ESD of H + and D + by a two-electron process from hydrogen adlayers on Pt(1 1 1)

Abstract

The electron stimulated desorption (ESD) behavior of H + and D + from a Pt(1 1 1) surface covered with dissociatively adsorbed hydrogen or deuterium has been investigated. Incident electron energies of 150 eV caused both the H + and D + ion yields to initially increase before finally decaying away. The position of the ion-yield maximum in the ion-yield curves exhibits a strong dependence on electron-beam current density, but little dependence on the initial H 2 or D 2 exposures. Ion yield is seen to increase quadratically with electron-beam current density, indicating that ESD of H + and D + is a two-electron process. Kinetic energy distributions (KED) were also investigated.
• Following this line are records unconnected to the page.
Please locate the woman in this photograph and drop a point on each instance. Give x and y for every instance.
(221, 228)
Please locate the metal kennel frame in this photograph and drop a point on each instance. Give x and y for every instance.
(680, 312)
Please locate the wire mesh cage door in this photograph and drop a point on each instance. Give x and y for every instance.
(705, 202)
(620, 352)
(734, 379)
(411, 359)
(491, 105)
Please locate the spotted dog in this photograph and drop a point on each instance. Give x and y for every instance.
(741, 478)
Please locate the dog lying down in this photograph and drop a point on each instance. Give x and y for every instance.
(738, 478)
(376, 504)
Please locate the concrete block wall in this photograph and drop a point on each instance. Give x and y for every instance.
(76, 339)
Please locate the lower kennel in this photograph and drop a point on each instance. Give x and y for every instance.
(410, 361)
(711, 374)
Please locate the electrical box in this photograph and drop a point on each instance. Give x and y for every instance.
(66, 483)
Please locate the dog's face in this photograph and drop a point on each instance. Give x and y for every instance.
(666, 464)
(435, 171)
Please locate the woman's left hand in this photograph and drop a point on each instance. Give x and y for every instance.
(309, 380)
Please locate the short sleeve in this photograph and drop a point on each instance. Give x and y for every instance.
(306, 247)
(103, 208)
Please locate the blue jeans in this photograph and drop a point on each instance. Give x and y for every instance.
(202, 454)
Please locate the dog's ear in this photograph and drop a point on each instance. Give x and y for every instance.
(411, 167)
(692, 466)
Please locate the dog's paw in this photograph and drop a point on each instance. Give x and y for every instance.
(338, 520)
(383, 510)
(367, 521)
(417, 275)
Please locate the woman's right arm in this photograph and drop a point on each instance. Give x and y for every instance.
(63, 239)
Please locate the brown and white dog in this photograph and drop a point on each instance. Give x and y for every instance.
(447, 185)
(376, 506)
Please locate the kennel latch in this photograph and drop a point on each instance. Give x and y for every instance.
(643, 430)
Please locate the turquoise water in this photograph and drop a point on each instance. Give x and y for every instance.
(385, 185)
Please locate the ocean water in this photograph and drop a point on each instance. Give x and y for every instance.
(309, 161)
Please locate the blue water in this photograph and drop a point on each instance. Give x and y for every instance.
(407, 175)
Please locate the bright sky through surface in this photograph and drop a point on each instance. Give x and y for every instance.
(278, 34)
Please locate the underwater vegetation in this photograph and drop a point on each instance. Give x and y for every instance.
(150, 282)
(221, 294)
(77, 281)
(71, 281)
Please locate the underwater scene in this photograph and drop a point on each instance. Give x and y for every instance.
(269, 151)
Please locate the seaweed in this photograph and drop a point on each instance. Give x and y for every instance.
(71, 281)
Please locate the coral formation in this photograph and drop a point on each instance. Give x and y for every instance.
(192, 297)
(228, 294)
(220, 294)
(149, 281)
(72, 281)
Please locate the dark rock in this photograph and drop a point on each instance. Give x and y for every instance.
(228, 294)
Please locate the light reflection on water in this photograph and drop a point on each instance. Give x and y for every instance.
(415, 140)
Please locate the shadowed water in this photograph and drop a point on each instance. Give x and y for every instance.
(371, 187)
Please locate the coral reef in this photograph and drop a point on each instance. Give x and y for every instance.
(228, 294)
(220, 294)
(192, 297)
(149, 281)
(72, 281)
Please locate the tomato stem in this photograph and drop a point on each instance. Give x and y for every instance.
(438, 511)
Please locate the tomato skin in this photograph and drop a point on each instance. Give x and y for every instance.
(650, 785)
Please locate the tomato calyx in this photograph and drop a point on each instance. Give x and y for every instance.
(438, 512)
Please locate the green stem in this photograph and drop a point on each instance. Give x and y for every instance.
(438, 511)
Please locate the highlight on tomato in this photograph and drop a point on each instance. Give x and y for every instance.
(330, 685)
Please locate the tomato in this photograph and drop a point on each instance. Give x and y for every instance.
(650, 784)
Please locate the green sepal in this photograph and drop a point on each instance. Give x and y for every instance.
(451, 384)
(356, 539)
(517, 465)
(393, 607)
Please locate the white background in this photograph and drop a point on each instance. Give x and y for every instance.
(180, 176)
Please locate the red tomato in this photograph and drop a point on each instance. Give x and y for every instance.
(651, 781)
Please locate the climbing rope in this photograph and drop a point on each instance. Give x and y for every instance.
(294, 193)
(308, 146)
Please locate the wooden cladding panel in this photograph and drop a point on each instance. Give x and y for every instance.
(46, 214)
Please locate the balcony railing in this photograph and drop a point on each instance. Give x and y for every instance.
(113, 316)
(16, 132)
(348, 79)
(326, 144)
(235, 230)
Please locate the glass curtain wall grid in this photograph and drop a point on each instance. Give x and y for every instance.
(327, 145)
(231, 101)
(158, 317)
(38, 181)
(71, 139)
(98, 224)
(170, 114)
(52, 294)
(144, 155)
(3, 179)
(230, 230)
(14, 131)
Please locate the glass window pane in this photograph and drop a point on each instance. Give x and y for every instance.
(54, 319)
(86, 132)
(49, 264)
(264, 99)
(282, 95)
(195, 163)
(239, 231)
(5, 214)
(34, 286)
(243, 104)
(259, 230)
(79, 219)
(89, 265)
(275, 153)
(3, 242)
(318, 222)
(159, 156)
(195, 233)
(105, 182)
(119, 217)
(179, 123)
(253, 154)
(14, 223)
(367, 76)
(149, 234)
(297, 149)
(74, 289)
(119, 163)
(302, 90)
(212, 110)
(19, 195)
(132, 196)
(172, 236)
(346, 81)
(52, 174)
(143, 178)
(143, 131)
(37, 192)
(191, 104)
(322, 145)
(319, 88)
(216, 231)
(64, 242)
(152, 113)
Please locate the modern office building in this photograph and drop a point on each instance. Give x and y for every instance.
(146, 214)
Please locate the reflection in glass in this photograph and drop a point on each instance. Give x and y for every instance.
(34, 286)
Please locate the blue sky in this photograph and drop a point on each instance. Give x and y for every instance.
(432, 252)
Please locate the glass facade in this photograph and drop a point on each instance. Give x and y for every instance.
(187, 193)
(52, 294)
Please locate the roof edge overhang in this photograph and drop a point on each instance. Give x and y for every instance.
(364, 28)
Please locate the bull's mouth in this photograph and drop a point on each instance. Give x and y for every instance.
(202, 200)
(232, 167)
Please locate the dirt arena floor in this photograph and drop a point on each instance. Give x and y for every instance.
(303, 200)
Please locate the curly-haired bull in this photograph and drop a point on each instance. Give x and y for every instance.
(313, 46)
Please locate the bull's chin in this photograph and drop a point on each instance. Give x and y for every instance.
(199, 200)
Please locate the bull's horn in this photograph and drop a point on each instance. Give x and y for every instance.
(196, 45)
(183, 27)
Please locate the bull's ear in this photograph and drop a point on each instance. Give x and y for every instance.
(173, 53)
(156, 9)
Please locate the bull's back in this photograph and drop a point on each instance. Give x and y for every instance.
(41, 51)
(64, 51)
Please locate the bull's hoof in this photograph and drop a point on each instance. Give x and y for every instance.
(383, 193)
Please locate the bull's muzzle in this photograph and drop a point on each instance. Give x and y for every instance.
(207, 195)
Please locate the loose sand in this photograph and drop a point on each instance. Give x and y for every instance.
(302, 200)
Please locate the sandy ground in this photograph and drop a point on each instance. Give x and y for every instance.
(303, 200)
Comparison of the H + and D + ESD KED spectra clearly shows that the peak position for H + KED is lower than that for D + KED, and that H + KED broaden to lower kinetic energy relative to D + KED. The Menzel–Gomer–Redhead (MGR) model is used to develop a possible qualitative explanation of the differences observed in the ESD behavior for H + and D + . Total removal cross-sections were also measured for adsorbed hydrogen and deuterium, for which current density averaged cross-sections of Q H=(1.6 ± 0.1) × 10 −16 cm 2 and Q D=(1.3 ± 0.2) × 10 −16 cm 2 were obtained.